An ear-piercing squeal. The alarmed rustle of grass and bush as it flailed its legs uselessly.
No longer afraid of scaring prey, I raced the remaining distance and stood over the dead boar, astounded by the color of its skin. Pearl white, like jasmine petals. The hairs on my skin pricked, as if I were being watched. I darted my eyes to the canopy above, sensing something discomforting in the air. Uneased by the disquiet of the forest, I grabbed the boar by its hind legs and slammed it over my shoulders.
The walk back home was just as eerie. I had that itch behind my neck, as if being followed closely. Yet with every turn back, there was just the darkening forest. I hastened my steps back home, longing for the comforting walls of my nipa hut.
Yet the dread did not fade once I closed the doors of my home.
Segunda lay on her belly on the hardened dirt floor with a piece of paper in front of her and crayons in her hand.
“I had a dream, father,” she said. I cringed as her lost eyes stared slightly off into my own. Segunda was blind since birth. Her mother died during childbirth, and I’ve had to raise her alone for the past five years.
I placed the boar carcass down on the floor next to the kitchen, and carefully cleansed my bloodied hands with a scoop of water from the barrel.
“I dreamed that you killed his friend,” she said.
“Whose friend?”
Segunda wisped her way toward me in the manner that only a blind person can do and handed me a piece of paper.
“The creature that followed you back home.”
I looked at the picture and staggered. She had drawn, with black crayon, a shadow-like creature that loomed ominously against the forest’s edge with a crippled, hunched form.
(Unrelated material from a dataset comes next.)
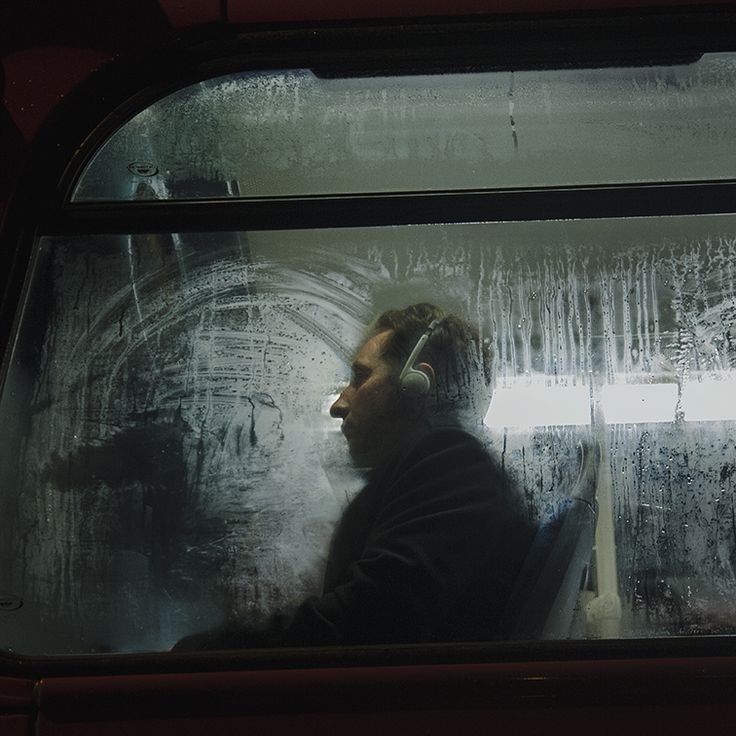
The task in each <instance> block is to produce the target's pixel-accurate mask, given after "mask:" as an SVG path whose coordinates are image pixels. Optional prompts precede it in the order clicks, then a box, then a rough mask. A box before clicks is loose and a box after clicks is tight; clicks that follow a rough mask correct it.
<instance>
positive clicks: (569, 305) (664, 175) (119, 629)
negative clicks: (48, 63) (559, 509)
mask: <svg viewBox="0 0 736 736" xmlns="http://www.w3.org/2000/svg"><path fill="white" fill-rule="evenodd" d="M735 82H736V60H735V59H734V57H732V56H730V55H713V56H707V57H704V58H703V59H701V60H700V61H699V62H697V63H695V64H693V65H689V66H682V67H672V68H667V69H664V68H662V69H660V68H647V69H633V70H631V69H623V70H590V71H569V70H568V71H564V72H528V73H513V74H512V73H510V72H509V73H507V74H501V73H494V74H487V75H480V74H473V75H468V76H461V75H452V76H448V77H441V76H440V77H421V78H414V77H408V78H400V79H384V78H380V79H378V78H374V79H360V80H355V79H350V80H339V79H338V80H333V79H331V80H324V79H320V78H317V77H315V76H314V75H313V74H312V73H311V72H302V71H299V72H284V73H281V72H279V73H276V72H273V73H271V72H269V73H263V74H254V73H249V74H236V75H231V76H229V77H227V78H218V79H215V80H211V81H209V82H203V83H200V84H197V85H195V86H193V87H188V88H185V89H183V90H181V91H180V92H178V93H175V94H174V95H171V96H169V97H166V98H164V99H162V100H161V101H159V102H157V103H154V104H153V105H152V106H150V107H149V108H147V109H146V110H143V111H141V112H140V113H139V114H138V115H136V116H134V117H133V118H132V119H131V120H129V122H128V123H126V124H125V125H123V126H122V127H121V128H120V129H119V130H117V131H116V132H114V133H113V134H112V135H111V137H110V138H109V139H108V140H107V142H105V143H104V144H103V145H102V146H101V147H100V149H99V150H98V151H96V152H93V155H91V156H90V158H89V162H88V164H87V165H86V167H85V168H84V169H83V171H82V174H81V176H80V178H79V181H78V183H77V185H76V188H75V189H74V193H73V195H72V200H73V201H72V203H71V204H70V205H69V210H70V211H73V208H74V207H75V206H77V205H79V206H80V208H83V207H84V205H85V204H89V203H91V202H94V203H98V204H100V203H101V204H100V206H101V207H103V210H102V215H99V213H98V214H96V215H95V216H96V217H98V218H99V219H98V220H97V221H96V222H97V223H98V230H97V232H95V233H94V234H90V233H89V229H90V228H89V226H85V228H83V229H84V230H85V231H84V232H82V228H80V230H79V231H78V232H75V231H74V227H71V228H70V232H68V233H53V234H45V235H43V236H42V237H41V238H40V239H39V241H38V244H37V253H36V257H35V259H34V263H33V273H32V275H31V277H30V279H29V281H28V289H27V294H26V301H25V306H24V310H23V315H22V318H21V319H20V321H19V327H18V331H17V337H16V341H15V346H14V351H13V354H12V359H11V362H10V368H9V371H8V375H7V377H6V380H5V384H4V386H3V393H2V399H1V402H0V415H1V416H2V430H0V431H1V432H2V437H3V441H2V442H1V443H0V453H1V457H2V462H0V468H2V471H1V472H2V489H4V490H3V492H2V495H1V496H0V527H1V528H2V535H0V556H1V558H2V560H3V564H2V566H1V568H0V575H2V577H1V578H0V591H8V592H9V593H10V592H12V593H13V595H14V596H15V597H16V599H17V600H18V601H22V603H23V605H22V607H18V608H17V610H13V611H6V612H4V613H3V616H4V618H3V623H4V626H3V628H2V632H1V633H0V646H2V647H4V648H8V649H12V650H15V651H18V652H22V653H28V654H49V653H68V652H99V651H160V650H167V649H169V648H170V647H171V646H172V645H174V644H175V643H176V642H177V641H178V640H180V639H181V638H182V637H184V636H187V635H188V634H192V633H195V632H197V631H200V630H204V629H207V628H209V627H213V626H217V625H218V624H221V623H222V622H228V621H246V622H249V623H252V624H253V625H258V624H259V622H263V621H266V620H268V618H269V617H270V616H272V615H273V614H274V613H275V612H279V611H289V610H291V609H293V608H294V607H295V606H296V605H298V604H299V603H300V602H301V601H302V600H304V599H305V598H306V597H308V596H313V595H319V594H320V590H321V581H322V577H323V574H324V566H325V560H326V556H327V552H328V548H329V544H330V539H331V537H332V535H333V532H334V528H335V525H336V523H337V522H338V520H339V519H340V517H341V514H342V513H343V511H344V509H345V507H346V505H347V504H348V503H349V502H350V501H351V499H352V498H354V496H355V494H356V493H357V492H358V491H359V490H360V488H361V487H362V485H363V484H364V482H365V478H364V477H363V475H362V474H361V472H360V471H358V470H357V469H356V468H355V467H354V466H353V464H351V462H350V459H349V456H348V453H347V448H346V446H345V443H344V438H343V437H342V436H341V435H340V433H339V422H337V421H336V420H335V419H333V418H331V417H330V416H329V414H328V408H329V406H330V404H331V403H332V401H334V398H335V396H336V395H337V393H338V392H339V390H340V387H341V386H343V385H344V383H345V382H346V381H347V380H349V366H350V362H351V360H352V358H353V354H354V351H355V348H356V346H357V345H359V344H360V342H361V340H362V336H363V334H364V330H365V327H366V325H367V324H368V323H369V322H370V321H371V319H372V318H373V317H374V316H375V315H376V314H378V313H380V312H382V311H384V310H386V309H389V308H395V307H401V306H406V305H407V304H412V303H417V302H426V301H429V302H433V303H435V304H437V305H438V306H439V307H441V308H442V309H444V310H446V311H448V312H453V313H456V314H460V315H463V316H464V317H465V318H467V319H469V320H471V321H473V322H474V323H475V324H477V326H478V328H479V330H480V336H481V338H482V339H483V341H484V343H485V345H486V346H487V347H488V349H489V350H488V356H489V358H488V360H489V363H488V365H487V366H486V367H487V368H488V371H489V374H490V376H491V379H492V386H493V394H492V397H491V399H490V403H489V404H488V405H487V406H484V407H483V410H482V411H479V413H478V416H477V417H476V419H477V425H478V433H479V435H480V436H481V438H482V442H483V443H484V444H485V445H486V446H487V447H488V448H489V449H490V451H491V452H492V453H493V455H494V457H495V458H496V459H497V461H498V463H499V465H500V466H501V467H502V468H503V471H504V472H505V473H507V474H508V475H509V476H510V477H511V478H512V479H513V480H514V482H515V483H516V484H517V485H518V487H519V488H521V489H522V492H523V500H524V504H525V506H524V508H525V513H526V514H527V515H528V518H529V519H532V520H538V519H543V518H545V517H547V516H549V515H550V514H553V513H554V512H555V510H556V509H557V508H558V507H559V506H560V504H561V501H562V500H563V499H564V497H565V495H566V493H567V492H568V489H569V488H570V486H571V484H572V482H573V480H574V473H575V470H576V466H575V462H574V458H575V453H576V448H577V446H578V444H579V443H580V441H581V440H582V441H585V442H588V443H591V442H594V443H597V444H599V445H600V447H601V448H602V455H601V458H602V459H601V467H600V469H599V473H598V480H597V488H596V490H597V500H598V507H599V509H598V511H599V515H598V520H599V521H598V536H597V542H596V549H595V551H594V554H593V555H592V558H591V564H590V574H589V576H588V579H587V582H586V584H585V586H584V590H582V591H581V594H580V601H579V606H578V610H577V613H576V617H575V620H574V625H573V626H572V627H571V629H570V631H569V634H568V636H570V637H572V638H583V639H585V638H600V637H657V636H669V635H686V634H711V633H732V631H733V629H734V627H736V610H734V605H733V600H734V592H735V588H736V577H735V576H734V565H735V564H736V543H735V541H734V540H735V539H736V527H734V519H735V518H736V512H734V508H735V506H734V504H735V503H736V495H735V494H736V489H735V488H734V485H733V484H734V483H736V479H735V478H736V475H735V473H734V468H735V467H736V465H734V454H735V452H736V447H735V446H734V440H733V432H732V424H733V422H734V421H736V405H734V398H733V397H734V395H736V393H735V392H734V380H736V379H734V362H735V360H736V357H735V355H734V345H733V341H734V334H733V329H734V328H733V324H734V309H735V307H734V305H735V304H736V301H735V300H736V292H734V288H735V287H734V284H735V283H736V281H735V280H734V279H735V278H736V276H735V272H736V253H735V252H734V249H735V248H736V245H735V242H736V240H735V236H734V231H735V227H736V221H735V220H734V216H733V215H731V214H722V215H718V216H715V215H707V216H706V215H693V214H681V215H676V214H673V215H670V216H666V217H664V216H662V217H655V216H646V217H644V216H638V217H633V216H632V217H630V218H628V217H601V216H595V214H591V216H588V217H586V216H583V215H582V214H581V215H580V216H578V217H575V218H570V219H565V218H560V217H557V216H555V214H554V213H553V212H550V211H549V206H547V205H545V204H544V202H543V201H542V204H540V205H539V209H538V211H537V212H536V214H535V212H529V213H527V214H525V215H524V217H518V218H514V217H509V218H508V221H505V219H506V218H503V217H500V216H498V217H493V218H490V217H489V218H487V219H486V220H485V221H484V220H483V218H477V221H472V222H462V221H461V218H455V219H453V218H452V217H449V218H448V221H447V222H437V221H436V220H433V221H432V222H425V223H424V224H422V223H421V222H416V223H413V224H400V223H397V224H383V225H381V226H376V225H373V226H369V225H368V224H367V223H361V222H359V221H356V222H355V223H354V224H353V226H351V227H336V226H331V225H330V224H329V212H328V214H327V215H326V216H325V217H324V222H321V223H320V224H319V225H315V226H311V227H306V226H296V225H294V226H290V225H285V224H284V222H283V221H281V220H279V218H278V215H277V214H276V215H270V216H271V217H272V218H274V219H273V222H271V224H270V225H269V224H268V223H266V224H265V225H262V226H259V227H246V226H243V227H241V228H237V227H233V228H230V229H229V230H228V229H225V228H223V227H222V226H218V227H216V226H215V225H210V227H209V228H208V227H207V226H206V225H203V224H201V223H202V222H203V220H198V221H197V224H195V225H192V224H191V223H185V224H182V226H181V227H177V226H176V223H175V221H174V220H173V219H172V218H174V217H175V214H174V215H172V213H171V210H161V211H162V212H163V214H162V215H161V218H162V219H161V221H160V223H159V224H158V226H157V227H155V228H153V227H152V228H151V229H150V230H145V229H144V228H142V227H140V226H137V225H136V221H135V217H136V213H138V212H140V209H136V208H137V207H138V206H139V205H140V204H141V202H144V203H152V204H154V205H156V204H164V205H165V204H166V203H167V200H176V199H179V200H186V202H187V203H188V204H192V200H197V199H199V200H201V201H200V202H197V203H196V204H198V205H202V204H203V205H204V207H205V208H207V207H210V206H217V202H213V200H229V201H233V202H236V203H237V202H241V201H243V202H246V201H247V202H252V201H256V200H259V199H260V200H262V199H263V198H277V197H278V198H280V199H279V200H278V201H277V202H276V204H275V209H274V210H273V212H275V213H278V207H279V206H283V207H287V206H288V204H289V198H290V197H302V195H310V196H311V195H320V194H355V193H358V194H366V193H373V194H375V193H379V194H380V193H385V194H386V193H387V194H391V196H392V197H396V198H398V199H401V198H402V197H407V198H408V197H409V194H410V193H412V192H417V191H425V192H440V193H447V194H452V193H453V192H454V191H458V190H461V189H462V190H465V189H469V188H483V189H484V190H486V195H487V196H488V201H489V202H490V201H491V200H492V197H493V196H494V192H493V190H494V189H499V188H507V187H516V188H523V187H540V186H545V187H552V186H562V185H592V184H602V183H603V184H607V183H615V184H617V185H622V186H625V185H627V184H637V183H641V182H672V181H686V180H687V181H690V180H693V179H708V180H718V179H725V178H727V177H729V176H730V175H731V172H730V170H729V168H728V164H729V157H728V156H727V155H725V154H724V151H726V150H728V149H729V147H730V146H732V145H733V133H732V126H731V124H730V121H731V119H732V117H733V114H732V113H733V110H732V107H733V90H734V83H735ZM299 201H302V200H299ZM304 201H306V202H307V203H308V197H307V198H306V199H305V200H304ZM448 201H449V200H443V202H444V204H443V207H445V209H446V210H447V211H448V212H450V213H451V212H452V206H453V205H452V203H451V202H449V204H448ZM540 201H541V200H540ZM105 203H108V204H111V205H112V204H116V205H117V206H120V203H122V204H123V205H126V206H128V205H129V206H130V208H131V209H130V212H131V216H130V223H129V230H127V231H126V230H125V226H124V225H123V226H121V225H120V220H119V219H117V220H114V218H112V219H111V220H110V221H109V222H107V223H106V221H105V219H104V204H105ZM256 204H258V202H257V201H256ZM185 206H186V205H185ZM305 206H306V205H305ZM325 207H327V209H328V210H329V208H330V207H331V208H333V210H334V212H335V213H336V219H335V221H336V222H342V220H341V219H340V217H343V215H340V217H338V214H337V213H338V212H339V210H340V209H341V208H342V207H343V202H342V201H341V200H340V199H339V198H336V199H333V200H331V201H330V202H328V203H327V204H326V205H325ZM151 211H154V210H151ZM330 211H332V210H330ZM80 212H82V213H83V212H84V210H83V209H80ZM111 212H112V213H113V214H114V215H115V217H118V215H119V212H120V210H114V209H111ZM217 212H219V210H218V211H215V210H212V213H213V214H212V216H211V218H210V222H212V221H213V220H214V219H215V218H216V216H217ZM115 213H117V214H115ZM205 215H206V212H205ZM154 216H155V215H154ZM111 217H112V216H111ZM205 219H206V217H205ZM437 219H439V218H437ZM514 220H516V221H514ZM111 223H112V224H111Z"/></svg>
Skeletal arms and hands reached out through the dark mass of its body, and where was supposed to be a head was only a jagged mess of darkness, like the distorted lines of a channel-dead television. I couldn’t quite make out the face underneath all the distortion, but it seemed eerily familiar.
“He’s hungry, father," Segunda said. The inflection in her voice was not her own, as if she were haunted. “He wants meat.”
“Who are you talking about? Why are you saying this?” I grabbed her by the shoulders and shook her, as if to wake her from a nightmare. She blinked twice, rapidly, and seemed to come back to her senses.
“I’m sorry,” she hushed, then kissed me on the cheek. “I think I was dreaming.” The beating in my heart began to slow, fists unclenching. Segunda steadily made her way to her cot, sitting cross-legged before looking back at me. “You know how I love my dreams, papa. They are a window to a world I cannot see.”
“I know,” I said, mouth tight. “Are you hungry?”
Her face melted into disappointed at the dismissive change of topic before looking away into the window. “Yes. I have always wondered what white boar tastes like.”
Again, the tightness in my chest. How did she know what I had hunted when she could not see? She had been blind since birth. There was no way she could dream of something she had not seen before.
Segunda seemed to sense my insecure thoughts and glanced expressionless my way. “Just out the window, father, in the distance where the forest meets the village. He’s standing there.”
I numbly made my way to where she sat across from the window, glanced out and only saw forest and quietness. But the hairs on my skin pricked with fear.
“There’s nothing there,” I said.
“Oh, he’s there.”
She said nothing more. I bothered myself the rest of the night with cleaning out the boar and preparing a meal for us, but even this work failed to shake away the uneasy feeling of being watched.
That night, while Segunda slept and our bellies were full with a cut of the most delicious pork I had ever eaten, I found the drawing and studied it once time.
The head, I realized... it was wearing the face of the boar I had just killed.